Bir hikaye anlatmaya çalışın
İnsan hikayeleri her zaman ilgi çekicidir, sıkıcı ya da ilgi çekici de olsa hepimizin hayatları hikayelerden oluşur. Kahve dükkan örneğinden yola çıkarsak, güzel de olsa bir kahve fincanının fotoğrafını paylaşmak çok etkileyici olmayacaktır. Bunun yerine kahve demleme sürecini kısa kısa videoya çekmek, servis anına kadar videoyu uzatmak ve müşterinin masasına konan bir fincan kahveyi 30 saniyelik bir videoda anlatmak emin olun çok daha ilgi çeker. Kısa, akılda kalıcı açıklamalar yazmayı, doğru hastagleri kullanmayı unutmayın.
Nasıl yapılır tarzı videolar çekin
Hangi işle uğraşıyor olursanız olun, işinizin teknik boyutlarını gösterdiğiniz ve takipçilerinize bilgi aktardığınız kısa içerikler dikkat çekici olabilmenizi sağlayabilir. Evinizde çeşitli kalıplardan mum üretiyorsanız ya da kaktüs üretip satıyorsanız, ürünün son halini takipçilerinizle paylaşmak yerine sırlarınızın tümünü aktarmadan süreci anlatmak sadık bir takipçi kitlesi yaratmanıza yardımcı olur.

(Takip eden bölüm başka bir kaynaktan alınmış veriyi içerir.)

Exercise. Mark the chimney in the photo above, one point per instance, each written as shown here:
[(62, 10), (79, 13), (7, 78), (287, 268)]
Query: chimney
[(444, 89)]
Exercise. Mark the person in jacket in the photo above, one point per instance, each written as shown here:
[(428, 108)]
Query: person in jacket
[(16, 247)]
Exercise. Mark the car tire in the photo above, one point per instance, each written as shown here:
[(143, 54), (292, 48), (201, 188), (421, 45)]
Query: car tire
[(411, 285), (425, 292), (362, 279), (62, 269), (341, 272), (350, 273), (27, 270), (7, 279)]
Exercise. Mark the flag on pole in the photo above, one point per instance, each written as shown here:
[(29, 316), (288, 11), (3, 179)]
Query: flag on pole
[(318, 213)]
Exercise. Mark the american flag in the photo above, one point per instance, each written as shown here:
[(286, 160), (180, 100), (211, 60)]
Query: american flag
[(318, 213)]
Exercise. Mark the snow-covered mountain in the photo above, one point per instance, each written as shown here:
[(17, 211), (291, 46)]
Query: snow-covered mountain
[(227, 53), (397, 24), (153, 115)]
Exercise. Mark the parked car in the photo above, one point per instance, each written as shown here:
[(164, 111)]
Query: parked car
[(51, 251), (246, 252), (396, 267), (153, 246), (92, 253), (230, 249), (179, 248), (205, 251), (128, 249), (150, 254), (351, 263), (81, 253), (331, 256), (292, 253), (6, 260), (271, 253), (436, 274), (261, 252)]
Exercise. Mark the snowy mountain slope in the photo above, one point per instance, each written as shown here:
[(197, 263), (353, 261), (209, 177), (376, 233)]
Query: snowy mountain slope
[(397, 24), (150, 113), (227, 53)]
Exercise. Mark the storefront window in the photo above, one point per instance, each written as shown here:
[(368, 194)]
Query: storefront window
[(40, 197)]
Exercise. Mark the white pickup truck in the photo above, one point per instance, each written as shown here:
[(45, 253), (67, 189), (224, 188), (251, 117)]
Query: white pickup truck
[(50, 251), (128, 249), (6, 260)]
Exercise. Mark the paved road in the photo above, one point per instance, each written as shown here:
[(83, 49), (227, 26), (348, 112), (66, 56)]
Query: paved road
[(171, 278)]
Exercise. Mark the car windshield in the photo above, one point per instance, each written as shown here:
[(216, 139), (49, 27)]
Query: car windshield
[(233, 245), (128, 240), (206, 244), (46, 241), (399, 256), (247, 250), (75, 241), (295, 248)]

5 Minute Crafts eğlenceli nasıl yapılır videolarıyla farklı platformlarda milyarlarca insanın ilgisini çekmeyi başardı.
Dozu iyi ayarlanmış bir mizah kullanmaya çalışın
Eğer komedyen değilseniz ilk amacınız insanları güldürmek olmamalı. Mizahı insanların bizimle etkileşimde kalmalarını sürekli kılabilmek için, özgün ve zekice kullanmakta yarar var. Sizi rakiplerinizden farklılaştıracak, kullanıcılarınızı gülümsetebilecek, bir motto, bir mimik, bir vücut hareketi, bir espri işe yarayacaktır.

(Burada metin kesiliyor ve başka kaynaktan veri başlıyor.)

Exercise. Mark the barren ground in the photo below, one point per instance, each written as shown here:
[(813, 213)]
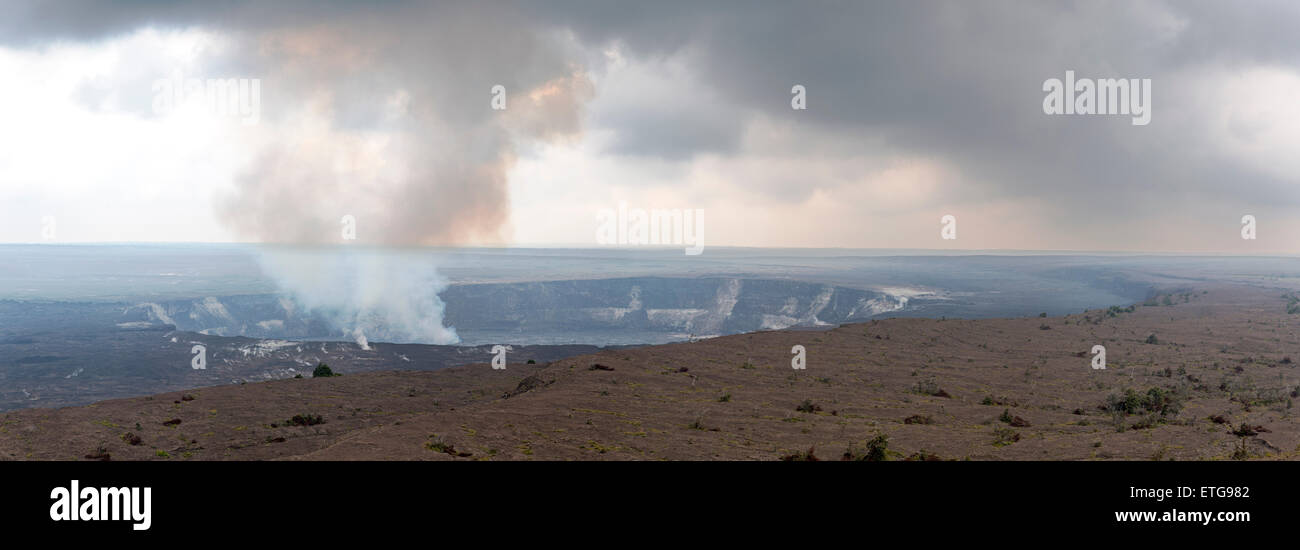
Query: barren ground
[(1221, 358)]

Yazıyı sonlandırırken sosyal medyada başarı elde etmenin günden güne zorlaştığını, kimsenin elinde sihirli bir değnek olmadığını söylemekte yarar var. İşinizi ne kadar çok seviyorsanız, bunu insanlarla paylaşmak için de o denli hevesli olursunuz. Zamanı doğru planlamak, deneme yanılma yöntemiyle ilerlemekten korkmamak, reklam bütçesi belirlemek ve asla pes etmemek başarıya giden yolun anahtarlarıdır.